The pact, resembling an amicable divorce settlement with joint custody of about 40 movie projects, came rather smoothly and faster than expected in light of the tense relations between the two studios. Paramount's parent, Viacom Inc., acquired DreamWorks for $1.6 billion in 2006.
The agreement paves the way for Spielberg and his team of executives to form an independent studio backed by one of India's biggest conglomerates, Reliance ADA Group, which plans to invest $550 million for a 50% stake. The new studio would keep the DreamWorks name and is seeking to raise more than $700 million in debt financing.
Under the settlement, Spielberg's new company will take the lead on 15 to 20 film projects owned by Paramount, which would have the option to co-finance and co-distribute the movies. Among them are "Chicago Seven," "39 Clues" and "Dinner With Schmucks," according to a person familiar with the situation who did not want to be named because this person was not authorized to speak on the record.
The agreement means that the new DreamWorks will not have to start from scratch and acquire rights to new movies or those owned by Paramount. Additionally, DreamWorks will have the right to co-finance and co-distribute another 15 to 20 projects on which Paramount will be the lead producer.

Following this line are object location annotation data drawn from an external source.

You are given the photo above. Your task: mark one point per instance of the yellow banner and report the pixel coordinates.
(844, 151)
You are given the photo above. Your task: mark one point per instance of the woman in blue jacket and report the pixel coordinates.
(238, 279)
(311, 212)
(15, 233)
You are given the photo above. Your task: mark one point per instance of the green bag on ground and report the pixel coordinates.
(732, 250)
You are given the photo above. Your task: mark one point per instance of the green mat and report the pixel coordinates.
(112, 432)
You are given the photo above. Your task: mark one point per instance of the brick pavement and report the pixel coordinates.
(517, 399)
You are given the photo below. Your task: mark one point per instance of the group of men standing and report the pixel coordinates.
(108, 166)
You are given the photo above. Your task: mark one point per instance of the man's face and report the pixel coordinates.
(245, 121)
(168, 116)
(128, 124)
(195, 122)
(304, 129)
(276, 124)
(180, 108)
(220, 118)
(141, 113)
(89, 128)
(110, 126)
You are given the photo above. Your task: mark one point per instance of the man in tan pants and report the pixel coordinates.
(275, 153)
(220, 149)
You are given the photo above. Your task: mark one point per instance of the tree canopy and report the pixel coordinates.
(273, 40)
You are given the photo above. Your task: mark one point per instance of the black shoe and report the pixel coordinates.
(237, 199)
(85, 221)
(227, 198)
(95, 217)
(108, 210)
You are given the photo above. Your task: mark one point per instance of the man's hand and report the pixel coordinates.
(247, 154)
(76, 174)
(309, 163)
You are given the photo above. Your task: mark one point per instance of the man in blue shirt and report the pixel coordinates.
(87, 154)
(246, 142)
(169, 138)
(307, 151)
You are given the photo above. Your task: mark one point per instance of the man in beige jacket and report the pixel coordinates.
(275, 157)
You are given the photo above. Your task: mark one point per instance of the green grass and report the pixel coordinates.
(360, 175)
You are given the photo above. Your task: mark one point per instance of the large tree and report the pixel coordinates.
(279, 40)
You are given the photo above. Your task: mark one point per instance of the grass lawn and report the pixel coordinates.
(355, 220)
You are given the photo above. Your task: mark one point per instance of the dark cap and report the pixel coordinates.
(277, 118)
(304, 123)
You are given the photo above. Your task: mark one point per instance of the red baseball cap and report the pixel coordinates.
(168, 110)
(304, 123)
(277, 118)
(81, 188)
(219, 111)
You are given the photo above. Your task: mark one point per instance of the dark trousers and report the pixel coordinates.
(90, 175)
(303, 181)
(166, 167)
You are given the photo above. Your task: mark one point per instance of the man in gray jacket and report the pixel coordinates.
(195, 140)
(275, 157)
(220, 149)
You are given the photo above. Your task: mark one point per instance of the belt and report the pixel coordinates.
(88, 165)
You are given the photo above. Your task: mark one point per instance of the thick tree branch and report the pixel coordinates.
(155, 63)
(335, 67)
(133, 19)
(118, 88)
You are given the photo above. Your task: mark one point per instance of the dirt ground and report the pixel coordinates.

At the same time, Paramount has the option to co-finance and co-distribute any new movie that DreamWorks makes between now and the end of 2009.
Spielberg also will continue to be producer on the "Transformers" series of movies for Paramount and collaborate on three other Paramount films, including "When Worlds Collide."
All other projects that were in development at DreamWorks will remain at Paramount.
As part of the deal, Spielberg will be taking more than two-thirds of the 150 current DreamWorks employees with him to the new company. The newly independent DreamWorks still needs to find a distributor for its films; the leading candidate continues to be Universal Pictures. David Geffen, one of the original founders of DreamWorks, will not be joining the company.
Spielberg, along with Jeffrey Katzenberg, founded DreamWorks as a private company in 1994. The studio has produced a series of hits for Paramount, including "Blades of Glory," "Tropic Thunder" and "Transformers." Those successes have been tempered more recently by a series of misses at the box office, including "The Ruins," "Things We Lost in the Fire" and "Ghost Town."